I’m writing a plugin for a graphics application where I am able to copy data directly from a Cuda kernel to a Cuda surface abstraction provided by the host program. Is there a straightforward method to directly copy data from a
torch::Tensor object on the GPU to a CUDA surface abstraction object?
Any suggestions or insights would be greatly appreciated
You can call
.cpu() to get a copy of the
Tensor in host memory. Calling
.data_ptr() on that host memory tensor will give you a pointer to the flattened data in host memory.
The numpy conversion code in C++ provides an example of how this is done: https://github.com/pytorch/pytorch/blob/fbe2a7e50a940ba7a12b003241a2699f7a731afb/torch/csrc/utils/tensor_numpy.cpp#L164
I would like to avoid the copy to CPU memory though and keep the data on the GPU (for performance).

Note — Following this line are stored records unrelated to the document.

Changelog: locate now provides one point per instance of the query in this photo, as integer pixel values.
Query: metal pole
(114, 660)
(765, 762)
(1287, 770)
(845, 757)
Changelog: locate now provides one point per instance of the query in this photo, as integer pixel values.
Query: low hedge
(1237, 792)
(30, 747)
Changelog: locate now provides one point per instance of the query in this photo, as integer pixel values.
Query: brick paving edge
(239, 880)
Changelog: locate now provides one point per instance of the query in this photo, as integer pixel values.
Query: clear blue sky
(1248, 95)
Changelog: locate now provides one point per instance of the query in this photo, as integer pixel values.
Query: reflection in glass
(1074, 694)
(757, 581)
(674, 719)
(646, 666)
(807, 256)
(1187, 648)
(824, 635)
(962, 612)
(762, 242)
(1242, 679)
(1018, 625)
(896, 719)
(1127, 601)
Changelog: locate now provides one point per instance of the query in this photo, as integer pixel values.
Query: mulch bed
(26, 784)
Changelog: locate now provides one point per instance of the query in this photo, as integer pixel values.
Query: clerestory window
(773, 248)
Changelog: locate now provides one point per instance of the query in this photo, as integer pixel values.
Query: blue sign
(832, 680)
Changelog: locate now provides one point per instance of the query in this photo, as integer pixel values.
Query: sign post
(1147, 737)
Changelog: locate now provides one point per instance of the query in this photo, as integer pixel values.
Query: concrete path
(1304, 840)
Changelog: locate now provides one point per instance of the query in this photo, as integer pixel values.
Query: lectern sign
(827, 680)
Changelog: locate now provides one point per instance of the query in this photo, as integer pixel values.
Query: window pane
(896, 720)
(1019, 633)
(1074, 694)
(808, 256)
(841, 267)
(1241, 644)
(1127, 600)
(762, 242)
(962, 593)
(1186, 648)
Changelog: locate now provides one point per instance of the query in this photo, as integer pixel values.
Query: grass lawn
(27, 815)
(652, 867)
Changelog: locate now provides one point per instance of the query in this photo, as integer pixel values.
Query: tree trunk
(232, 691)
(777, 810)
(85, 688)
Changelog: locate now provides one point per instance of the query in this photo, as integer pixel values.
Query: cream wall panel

Basically I’m evaluating a relatively lightweight model that is outputting many times per second so the copy to the CPU and back again is a substantial hit. I’m looking for a GPU to (same) GPU solution… I’ve succeeding with this approach with Python but I’m trying to shave off a few more milliseconds of processing/copying time.
You should be able to access a GPU
data_ptr() in your own CUDA kernels in a similar way.
Yep that’s exactly what ended up doing. Thanks!